Academic libraries are making progress on their quest to break bibliographic information out of closed catalog systems and share it on the Web for more people to find.
This spring, Cornell, Harvard and Stanford completed a two-year planning grant project and started work on two new implementation grants from the Andrew W. Mellon Foundation that totaled nearly $3 million. These related grants tackle several key problems for libraries today.
The MAchine-Readable Cataloging (MARC) data format emerged nearly 40 years ago, and allows computers to share and use bibliographic information in library catalogs so patrons can find out more about the items libraries have in their collection. But outside of the library world, few organizations use the MARC data format, and external machines can't read it, making it dificult for people to find information about library holdings on the Web, said Philip E. Schreur, assistant university librarian for technical and access services at Stanford University's Green Library.
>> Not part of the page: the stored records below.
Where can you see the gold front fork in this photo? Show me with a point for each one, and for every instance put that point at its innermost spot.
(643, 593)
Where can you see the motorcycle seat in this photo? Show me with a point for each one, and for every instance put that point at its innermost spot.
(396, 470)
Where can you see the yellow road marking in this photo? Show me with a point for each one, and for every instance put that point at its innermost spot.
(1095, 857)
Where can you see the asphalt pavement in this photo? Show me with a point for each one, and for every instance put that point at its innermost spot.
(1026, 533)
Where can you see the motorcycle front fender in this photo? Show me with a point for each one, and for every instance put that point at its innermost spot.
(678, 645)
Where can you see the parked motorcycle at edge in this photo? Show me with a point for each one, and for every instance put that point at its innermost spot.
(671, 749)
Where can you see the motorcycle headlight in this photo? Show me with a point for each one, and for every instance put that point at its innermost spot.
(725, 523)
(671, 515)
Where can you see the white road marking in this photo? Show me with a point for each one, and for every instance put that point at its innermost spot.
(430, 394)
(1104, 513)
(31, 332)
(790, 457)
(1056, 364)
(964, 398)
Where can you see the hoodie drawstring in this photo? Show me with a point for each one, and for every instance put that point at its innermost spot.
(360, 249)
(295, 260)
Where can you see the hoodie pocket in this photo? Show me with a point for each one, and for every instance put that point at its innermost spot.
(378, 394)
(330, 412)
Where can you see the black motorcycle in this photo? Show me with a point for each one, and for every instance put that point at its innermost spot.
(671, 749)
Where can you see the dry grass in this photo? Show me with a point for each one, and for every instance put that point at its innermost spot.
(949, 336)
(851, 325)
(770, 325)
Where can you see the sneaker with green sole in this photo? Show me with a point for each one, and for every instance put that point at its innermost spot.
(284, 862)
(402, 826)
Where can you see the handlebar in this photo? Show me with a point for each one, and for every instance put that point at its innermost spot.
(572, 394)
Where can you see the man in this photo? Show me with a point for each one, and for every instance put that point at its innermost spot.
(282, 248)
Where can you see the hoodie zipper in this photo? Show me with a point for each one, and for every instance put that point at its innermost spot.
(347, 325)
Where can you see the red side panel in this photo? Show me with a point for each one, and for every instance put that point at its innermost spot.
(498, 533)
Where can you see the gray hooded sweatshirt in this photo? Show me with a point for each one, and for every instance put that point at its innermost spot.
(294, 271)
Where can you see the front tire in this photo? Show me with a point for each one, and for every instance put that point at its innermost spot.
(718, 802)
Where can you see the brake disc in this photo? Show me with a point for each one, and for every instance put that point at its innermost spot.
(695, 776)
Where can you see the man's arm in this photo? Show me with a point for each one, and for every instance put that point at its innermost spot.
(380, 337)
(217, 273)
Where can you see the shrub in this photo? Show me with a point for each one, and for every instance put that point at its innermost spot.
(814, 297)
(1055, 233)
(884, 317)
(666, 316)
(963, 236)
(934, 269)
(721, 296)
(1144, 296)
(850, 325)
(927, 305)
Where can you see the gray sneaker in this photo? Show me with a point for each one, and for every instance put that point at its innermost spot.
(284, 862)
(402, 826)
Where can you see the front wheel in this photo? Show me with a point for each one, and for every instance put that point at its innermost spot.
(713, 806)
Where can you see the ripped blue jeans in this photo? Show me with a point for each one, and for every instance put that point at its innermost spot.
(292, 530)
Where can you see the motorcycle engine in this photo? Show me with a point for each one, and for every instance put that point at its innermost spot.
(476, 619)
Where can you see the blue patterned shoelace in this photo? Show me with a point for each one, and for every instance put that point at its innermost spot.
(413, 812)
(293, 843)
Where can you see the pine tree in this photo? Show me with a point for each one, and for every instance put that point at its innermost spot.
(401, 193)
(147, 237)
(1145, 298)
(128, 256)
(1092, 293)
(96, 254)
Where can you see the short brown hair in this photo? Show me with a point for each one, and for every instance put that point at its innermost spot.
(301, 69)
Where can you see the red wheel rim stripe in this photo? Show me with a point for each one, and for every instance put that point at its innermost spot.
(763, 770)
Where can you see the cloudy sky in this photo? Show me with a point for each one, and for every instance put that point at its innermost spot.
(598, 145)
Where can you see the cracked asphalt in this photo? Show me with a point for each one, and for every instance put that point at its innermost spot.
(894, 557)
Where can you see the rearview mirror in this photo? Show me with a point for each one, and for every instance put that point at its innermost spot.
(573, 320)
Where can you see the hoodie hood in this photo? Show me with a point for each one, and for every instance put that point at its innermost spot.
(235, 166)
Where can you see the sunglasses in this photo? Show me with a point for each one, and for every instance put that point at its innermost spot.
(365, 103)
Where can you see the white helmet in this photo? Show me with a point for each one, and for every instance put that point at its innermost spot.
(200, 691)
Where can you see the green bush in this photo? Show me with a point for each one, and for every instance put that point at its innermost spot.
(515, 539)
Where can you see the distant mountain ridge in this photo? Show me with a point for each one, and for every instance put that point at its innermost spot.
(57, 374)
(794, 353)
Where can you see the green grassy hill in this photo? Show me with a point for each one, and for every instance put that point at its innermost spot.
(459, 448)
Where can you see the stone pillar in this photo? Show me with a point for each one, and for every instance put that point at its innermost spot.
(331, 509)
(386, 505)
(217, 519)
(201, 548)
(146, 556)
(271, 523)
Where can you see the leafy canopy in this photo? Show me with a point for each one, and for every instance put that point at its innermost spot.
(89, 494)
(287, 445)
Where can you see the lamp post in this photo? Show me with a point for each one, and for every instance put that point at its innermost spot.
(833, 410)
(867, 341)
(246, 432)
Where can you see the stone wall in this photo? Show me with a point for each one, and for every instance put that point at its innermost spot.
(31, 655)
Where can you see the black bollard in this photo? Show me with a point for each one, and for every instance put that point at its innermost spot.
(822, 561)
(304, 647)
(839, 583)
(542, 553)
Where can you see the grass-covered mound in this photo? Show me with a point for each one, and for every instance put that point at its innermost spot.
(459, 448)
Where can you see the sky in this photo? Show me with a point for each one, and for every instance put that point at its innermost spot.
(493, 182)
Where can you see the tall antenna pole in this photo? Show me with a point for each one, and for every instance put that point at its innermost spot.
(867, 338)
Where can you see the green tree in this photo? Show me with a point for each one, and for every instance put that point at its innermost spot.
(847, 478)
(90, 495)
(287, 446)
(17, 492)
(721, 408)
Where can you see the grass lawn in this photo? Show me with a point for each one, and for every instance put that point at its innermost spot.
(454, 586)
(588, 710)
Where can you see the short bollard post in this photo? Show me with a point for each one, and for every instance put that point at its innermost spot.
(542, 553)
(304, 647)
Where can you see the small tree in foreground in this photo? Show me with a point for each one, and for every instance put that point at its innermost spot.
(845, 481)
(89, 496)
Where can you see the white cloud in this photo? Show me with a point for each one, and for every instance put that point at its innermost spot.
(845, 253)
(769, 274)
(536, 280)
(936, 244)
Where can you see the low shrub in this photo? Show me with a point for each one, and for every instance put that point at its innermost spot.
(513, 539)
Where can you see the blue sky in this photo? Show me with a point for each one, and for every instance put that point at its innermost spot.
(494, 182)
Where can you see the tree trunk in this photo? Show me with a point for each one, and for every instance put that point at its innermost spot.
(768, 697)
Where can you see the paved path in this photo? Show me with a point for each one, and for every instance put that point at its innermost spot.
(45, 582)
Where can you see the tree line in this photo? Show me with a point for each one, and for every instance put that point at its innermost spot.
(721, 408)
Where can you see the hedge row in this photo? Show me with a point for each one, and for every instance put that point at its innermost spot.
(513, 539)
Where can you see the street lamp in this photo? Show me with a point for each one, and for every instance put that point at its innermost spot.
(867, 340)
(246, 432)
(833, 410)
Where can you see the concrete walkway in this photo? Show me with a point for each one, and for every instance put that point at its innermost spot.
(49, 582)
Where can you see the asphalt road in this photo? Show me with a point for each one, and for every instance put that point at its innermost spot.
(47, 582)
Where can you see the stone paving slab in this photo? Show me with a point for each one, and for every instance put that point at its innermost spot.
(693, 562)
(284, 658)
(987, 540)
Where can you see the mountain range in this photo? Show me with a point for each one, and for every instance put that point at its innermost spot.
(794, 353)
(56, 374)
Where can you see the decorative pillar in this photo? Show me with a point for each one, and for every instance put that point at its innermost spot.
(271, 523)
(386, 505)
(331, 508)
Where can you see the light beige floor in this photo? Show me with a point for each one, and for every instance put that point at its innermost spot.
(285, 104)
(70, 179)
Enter the Linked Data for Libraries projects. The two-year grants awarded this spring support library initiatives that develop and advance the use of linked open data, which uses hyperdata links instead of hypertext links on the semantic Web to help machines and people discover content that wasn't available before. This move to linked data requires a change in library processes, tools and staff skills that a number of organizations — including Cornell, Harvard, Stanford, Columbia, Princeton and Stanford universities, along with the Library of Congress and the University of Iowa — are working on in different ways.
"The whole point is to shift to linked data because it has a structure called 'resource description framework' that allows a machine to actually understand what the data is," Schreur said, adding that while this shift could take eight to 10 years and several grant renewals, he hopes it will be done in four to five years before new technology comes out.
The grant project that Stanford's leading focuses on practical things libraries can do to transition to linked data, while Cornell is focused on developing tools to enable that process. The two teams will work together to figure out their needs and how the tools can help them, specifically with items including rare books, music, art objects, maps and globes, and rare materials.
Cornell has been working on linked data since 2003 and developed an open source software tool used to discover scholarly work called VIVO. Within VIVO, the university also designed an integrated ontology editor and semantic Web app called Vitro that allows library staff to create metadata. Cornell is working to expand Vitro's use to include broader kinds of metadata.
"There is a lot in what we do that's colored by the way we did things in the past," said Chew Chiat Naun, director of cataloging and metadata services at Cornell, "and this is kind of a chance to re-examine some of that."